Six. Seven. Eight. Nine. At the ninth bolt, I could hear an audible sound of something shutting down, much like the slow powering off of a vacuum. There was no visual indicator, just that the bolts seemingly stopped there, and all was suddenly quiet. Wait, nine bolts? I thought people said there were-
ZAP!
The tenth bolt struck, and everyone jumped in the auditorium in surprise, just as did I watching. Another bolt had managed to find my heart out of nowhere, well after the machine had shut down. My body had one final spasm before settling gently in the center of the cage. What!? I thought, eyebrows raised. That was the tenth!? Didn’t Frank turn it off by that point!? I put the phone down in disbelief. “How… that last bolt-”

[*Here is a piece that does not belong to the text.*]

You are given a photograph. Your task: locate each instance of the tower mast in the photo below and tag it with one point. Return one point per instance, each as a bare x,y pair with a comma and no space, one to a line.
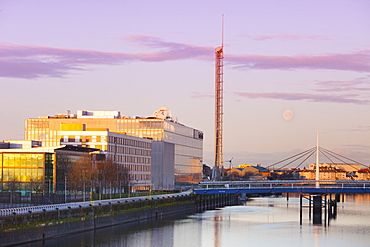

“I don’t know,” Lizzie said, anticipating my question. “I have no idea how that last bolt got you. I’d guess residual electricity or something, but I don’t think that’s a thing. Besides, that’s not even the part of the video that concerns me the most. The cage was supposed to be completely safe! How the hell did you get struck in the first place!?”
I rubbed my head in stress. The replay of my body jerking wildly while unconscious was now burned into my memory, and it would surely haunt me for the rest of my life. My stupid idiotic mistake, soon to be all over the internet. I groaned to myself. I doubted life would ever go back to normal.
“Your parents are on their way, by the way,” Lizzie said. “They’re getting an overnight flight over, so they’ll probably be here by morning.”
I cringed, remembering my mom’s aggressively protective nature. I just knew I was about to get a mouthful and a thousand-year lecture on why what I did was reckless and idiotic. “I’m not looking forward to that confrontation… What about Eliza and James?”
“They’re staying with the Andersons, whoever they are.”
“My neighbors,” I said with a nod. “Nice people, but we aren’t particularly close. Oh God Lizzie, I’m gonna be in so much trouble… I’m such a fucking idiot, I should’ve never gone into that stupid cage…” Lizzie wrapped her arms around my slumped form and laid her head on the back of my neck. She didn’t say anything, instead letting me let my tears and emotions go a bit. I readjusted so I hugged her back in tears. I was never ashamed to cry in my life. I always felt it was not only stronger to admit weakness than it was to avoid it, but it was also just a good way to let out all frustrations and pent-up feelings. And Lizzie was the perfect shoulder to cry on. We did it to each other so often that we knew we could tell each other anything. I leaned my head slightly to kiss her neck affectionately and went back to the hug.
I wasn’t sure what broke the dam. Maybe it was the reaction to seeing my body’s horrific movements in the cage. Maybe because I should’ve died and had only survived due to some miracle. Maybe because Frank was in serious trouble because of my actions. Maybe because my mom was about to give me the scolding of a lifetime. Maybe because so many people saw my accident that I knew it was about to become the story of the day. Maybe because instead of enjoying Boston like we had planned, we were stuck in a hospital. Our first vacation together, and I ruined it day one. Maybe all of that combined.
And for the next several hours, we just sat in each other’s embrace, crying out hearts out.